Provide a clear and concise response that summarizes the key points and
information presented in the paragraphs.
Your answer should be in your own words and be no longer than necessary.

Question: {query}

Paragraphs: {join(documents)}

Answer:

This means that if we ask a model “Was the applicant deemed ‘fit and proper’ or not?” and provide relevant snippets, the input the model receives is:

Synthesize a comprehensive answer from the following given question and 
relevant paragraphs.
Provide a clear and concise response that summarizes the key points and
information presented in the paragraphs.
Your answer should be in your own words and be no longer than necessary.

Question: Was the applicant deemed 'fit and proper' or not?

Paragraphs: 6. Section 56 of the 2000 Act provides that the Authority may
make a prohibition order prohibiting an individual from performing specified
functions, or any function, if it is satisfied that the individual is not a fit
and proper person. The issue 7. The Decision Notice stated that the Authority
had decided to take the following action: (1) to impose a penalty on Mr

(...)

interviews and if he had done so he would not have made his statement in
the way he had.

Answer:

In order to give the user full freedom and audit possibilities, we actually make it possible in Promptbox to see the input the model receives in the ‘Detailed output’ tab:

With this information, the LLM performs its stochastic magic and we receive the input, as seen above.
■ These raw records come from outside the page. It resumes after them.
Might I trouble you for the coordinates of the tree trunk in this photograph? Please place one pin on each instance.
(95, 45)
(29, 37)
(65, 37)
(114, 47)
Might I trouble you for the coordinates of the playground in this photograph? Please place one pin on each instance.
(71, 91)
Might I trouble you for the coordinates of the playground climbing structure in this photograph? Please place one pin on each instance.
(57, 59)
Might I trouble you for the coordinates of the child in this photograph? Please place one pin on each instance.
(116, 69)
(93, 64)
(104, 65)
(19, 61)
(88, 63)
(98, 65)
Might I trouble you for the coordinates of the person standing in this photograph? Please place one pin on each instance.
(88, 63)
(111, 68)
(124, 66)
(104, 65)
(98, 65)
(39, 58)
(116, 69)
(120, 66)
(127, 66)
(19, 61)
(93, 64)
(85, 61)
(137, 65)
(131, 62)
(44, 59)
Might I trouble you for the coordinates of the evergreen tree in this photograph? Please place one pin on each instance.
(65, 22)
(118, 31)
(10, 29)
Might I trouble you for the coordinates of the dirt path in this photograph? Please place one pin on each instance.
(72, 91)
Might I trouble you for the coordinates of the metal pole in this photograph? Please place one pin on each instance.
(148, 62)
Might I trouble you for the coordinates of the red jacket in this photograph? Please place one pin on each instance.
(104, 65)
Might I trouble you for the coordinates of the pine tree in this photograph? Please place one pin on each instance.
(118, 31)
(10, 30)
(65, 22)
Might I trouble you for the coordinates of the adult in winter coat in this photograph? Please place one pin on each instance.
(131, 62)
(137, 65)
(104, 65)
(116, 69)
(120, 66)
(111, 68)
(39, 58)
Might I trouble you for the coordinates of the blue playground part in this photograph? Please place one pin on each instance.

Conclusions and next steps

In this guide we went through how to set up a private GPT and showcased the opportunities for working with your documents. The field is still young, however! There are so many opportunities to apply LLMs to your documents, which makes me excited about what the future will bring.

The next installment will be far more technical, as we’ll dive into the code that’s used to run this little tool, and run you through how to set it up on your machine!